Rail fares are going up again – or rather, most are, while a few are not. And of those that are increasing in price are the season tickets of those who, for whatever reason, commute into London over distances that those in other European countries would not even consider (there are those who commute daily into the capital from Bristol, Newark, Birmingham and Winchester – and beyond).
Nuneaton - "only" 97 miles from London
The figures make grim reading: an average increase this time round of just over 4%, with the past six years having seen an increase in earnings of under 16%, while the cost of rail travel has increased by a whopping 40%. So what do commuters (who don’t need the press to tell them that they are “hard pressed”) get for an outlay which can extend well beyond the four figure mark annually?
Those living in Brighton, to pick a town with a large commuter flow over a middling (for the UK) distance, now have to stump up just over £4,000 for an annual season. So, provided you do 20 round trips a month, over ten months of the year, this works out at around £20 a trip, and just under 20p a mile. And travel over any “permitted route” at weekends is thrown in at no extra cost.
There are also bargains to be had, and not just with book-ahead tickets: it is still possible to get from Crewe to London for £28 return, working out at well under 10p a mile. But these fares do not hit the headlines: rather, it is the peak time walk-up fares for the fastest trains that hacks home in on. And they certainly look expensive. So the blame game starts. And most of the participants get it wrong.
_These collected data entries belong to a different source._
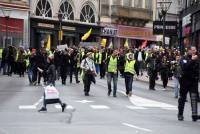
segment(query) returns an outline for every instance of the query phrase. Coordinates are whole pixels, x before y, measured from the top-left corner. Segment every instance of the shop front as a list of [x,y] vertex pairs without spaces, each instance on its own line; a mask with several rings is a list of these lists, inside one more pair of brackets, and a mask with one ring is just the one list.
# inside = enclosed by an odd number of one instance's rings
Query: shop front
[[23,45],[24,20],[0,17],[0,47]]
[[[106,46],[108,47],[111,43],[116,44],[117,40],[117,25],[111,24],[102,24],[103,28],[101,29],[101,39],[106,39]],[[114,46],[116,47],[116,46]]]
[[81,37],[92,28],[92,34],[87,39],[87,42],[97,42],[100,36],[100,26],[62,22],[63,37],[62,41],[58,40],[60,23],[57,20],[31,18],[31,47],[45,47],[50,38],[51,47],[56,48],[60,45],[78,46]]
[[154,42],[156,36],[153,35],[152,28],[130,27],[118,25],[118,47],[123,47],[128,39],[129,47],[139,47],[144,41]]

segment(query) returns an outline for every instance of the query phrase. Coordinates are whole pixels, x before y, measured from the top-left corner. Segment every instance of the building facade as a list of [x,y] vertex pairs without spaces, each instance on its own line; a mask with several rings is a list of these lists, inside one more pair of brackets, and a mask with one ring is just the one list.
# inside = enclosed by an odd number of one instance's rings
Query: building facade
[[152,25],[154,0],[101,0],[101,37],[115,47],[138,47],[144,40],[156,41]]
[[182,0],[180,14],[180,46],[196,46],[200,49],[200,1]]
[[0,47],[29,46],[28,0],[0,1]]
[[[52,47],[59,44],[78,45],[81,37],[92,28],[88,42],[98,42],[99,0],[31,0],[31,46],[45,46],[48,37]],[[61,19],[59,19],[61,15]],[[63,40],[59,42],[59,30]]]

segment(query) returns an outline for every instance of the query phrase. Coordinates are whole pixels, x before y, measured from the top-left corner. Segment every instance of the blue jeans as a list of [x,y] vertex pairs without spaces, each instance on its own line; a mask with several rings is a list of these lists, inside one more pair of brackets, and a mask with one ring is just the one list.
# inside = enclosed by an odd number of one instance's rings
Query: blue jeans
[[29,79],[29,83],[33,83],[33,68],[29,67],[28,68],[28,79]]
[[174,78],[174,92],[175,92],[175,97],[178,97],[179,87],[180,87],[179,79],[178,78]]
[[116,95],[117,93],[117,81],[118,81],[118,76],[117,74],[114,73],[108,73],[107,74],[107,84],[108,84],[108,91],[111,92],[112,91],[112,87],[111,87],[111,81],[113,80],[113,95]]
[[129,92],[132,92],[133,75],[125,73],[124,77],[125,77],[126,94],[129,94]]
[[100,71],[99,64],[95,64],[95,68],[96,68],[97,74],[99,74],[99,71]]

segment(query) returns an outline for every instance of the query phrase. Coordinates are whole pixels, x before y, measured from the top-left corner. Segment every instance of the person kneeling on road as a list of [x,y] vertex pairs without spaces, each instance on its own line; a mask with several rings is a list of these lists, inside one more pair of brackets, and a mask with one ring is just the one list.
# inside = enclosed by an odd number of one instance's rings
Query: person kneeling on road
[[38,112],[47,111],[46,108],[47,104],[55,104],[55,103],[59,103],[62,107],[62,112],[64,112],[66,104],[62,103],[62,101],[60,100],[58,90],[53,85],[49,85],[44,89],[45,91],[44,91],[43,107],[40,110],[38,110]]

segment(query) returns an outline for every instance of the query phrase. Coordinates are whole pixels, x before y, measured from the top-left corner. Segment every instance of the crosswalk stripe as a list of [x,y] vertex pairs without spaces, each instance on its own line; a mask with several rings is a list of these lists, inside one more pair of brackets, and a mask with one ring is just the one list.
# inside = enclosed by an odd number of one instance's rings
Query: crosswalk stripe
[[37,107],[35,105],[21,105],[19,106],[19,109],[36,109]]
[[126,106],[126,107],[132,110],[146,110],[147,109],[145,107],[137,107],[137,106]]
[[110,107],[105,105],[90,105],[90,107],[93,109],[110,109]]
[[170,111],[178,111],[178,108],[177,107],[162,107],[161,109],[164,109],[164,110],[170,110]]
[[141,131],[145,131],[145,132],[153,132],[150,129],[142,128],[142,127],[135,126],[135,125],[132,125],[132,124],[129,124],[129,123],[122,123],[122,125],[127,126],[127,127],[131,127],[131,128],[135,128],[135,129],[138,129],[138,130],[141,130]]

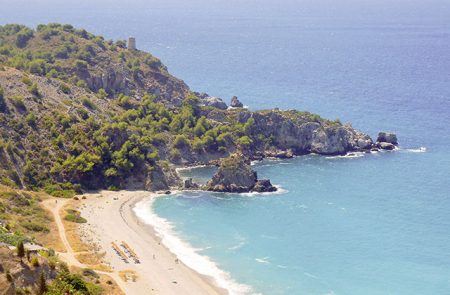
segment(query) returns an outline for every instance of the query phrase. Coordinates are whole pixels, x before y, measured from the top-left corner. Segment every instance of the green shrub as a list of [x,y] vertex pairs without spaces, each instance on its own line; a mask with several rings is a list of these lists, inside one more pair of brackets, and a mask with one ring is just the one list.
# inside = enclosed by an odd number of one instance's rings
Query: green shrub
[[10,97],[9,100],[16,107],[16,109],[20,111],[25,111],[27,109],[22,96],[15,95]]
[[71,183],[68,184],[47,184],[44,191],[57,198],[72,198],[81,190]]
[[51,69],[46,75],[47,78],[58,78],[59,73],[55,69]]
[[59,90],[61,90],[65,94],[69,94],[70,93],[70,87],[67,84],[64,84],[64,83],[61,83],[59,85]]
[[176,148],[188,147],[189,139],[184,134],[178,134],[173,141],[173,146]]
[[88,67],[88,63],[85,62],[84,60],[77,59],[77,60],[75,61],[75,67],[76,67],[78,70],[86,70],[87,67]]
[[29,28],[23,28],[20,30],[19,33],[17,33],[16,36],[16,46],[19,48],[23,48],[27,46],[28,40],[30,40],[33,37],[33,31]]
[[238,139],[238,144],[242,146],[250,146],[252,144],[252,140],[247,135],[244,135]]
[[200,138],[198,138],[198,137],[194,138],[194,141],[192,142],[192,148],[194,149],[194,151],[199,152],[199,151],[203,150],[204,147],[205,147],[205,144],[203,143],[203,141]]
[[37,258],[37,256],[33,256],[30,263],[33,267],[39,267],[39,259]]
[[31,86],[31,84],[33,84],[33,82],[31,81],[30,77],[28,76],[23,76],[22,77],[22,83],[28,86]]
[[83,103],[83,105],[91,110],[95,109],[95,104],[87,97],[84,97],[81,102]]
[[44,59],[33,59],[28,64],[28,70],[32,74],[44,75],[46,72],[47,62]]
[[108,93],[106,93],[105,89],[100,88],[97,92],[97,96],[101,99],[106,98],[108,96]]
[[33,83],[32,85],[28,86],[28,91],[30,91],[31,94],[34,96],[39,97],[41,94],[39,93],[39,89],[36,83]]
[[27,124],[31,127],[36,127],[36,115],[34,113],[29,113],[26,117],[25,117],[25,121],[27,122]]
[[64,219],[70,222],[75,222],[75,223],[86,223],[87,220],[83,217],[81,217],[80,212],[77,210],[73,210],[73,209],[67,209],[66,210],[67,215],[64,216]]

Even dear Bob Crow of the RMT Union, who, it might be thought, would know one end of the industry from the other, can’t point the finger accurately: “Anyone who thinks that this massive fares surcharge will be invested in our railways needs their head examined. This cash windfall will be siphoned straight into the pockets of the private train companies without touching the sides”.
Never mind, perhaps the press have figured it out. Or maybe they haven’t: the Mail suggests that Network Rail’s management salary structure is a contributory factor, which, if you’re measuring ticket savings in fractions of one penny, is right. Transport Secretary Patrick McLoughlin waffles about fare rises ending in time for the next election, as if commuters have shorter memories than most hacks.
And his shadow Maria Eagle blames the Tories, which is disingenuous, because the correct answer is that not only is the Government behind the fare rises, but it has been the case whoever has been in power recently. Of every £1 paid for a ticket, almost half goes to Network Rail, which is state-owned in all but name, with the operators getting 3p for their profit. That is down to successive Governments.
If Governments do not change that arrangement, then it will continue. Simples.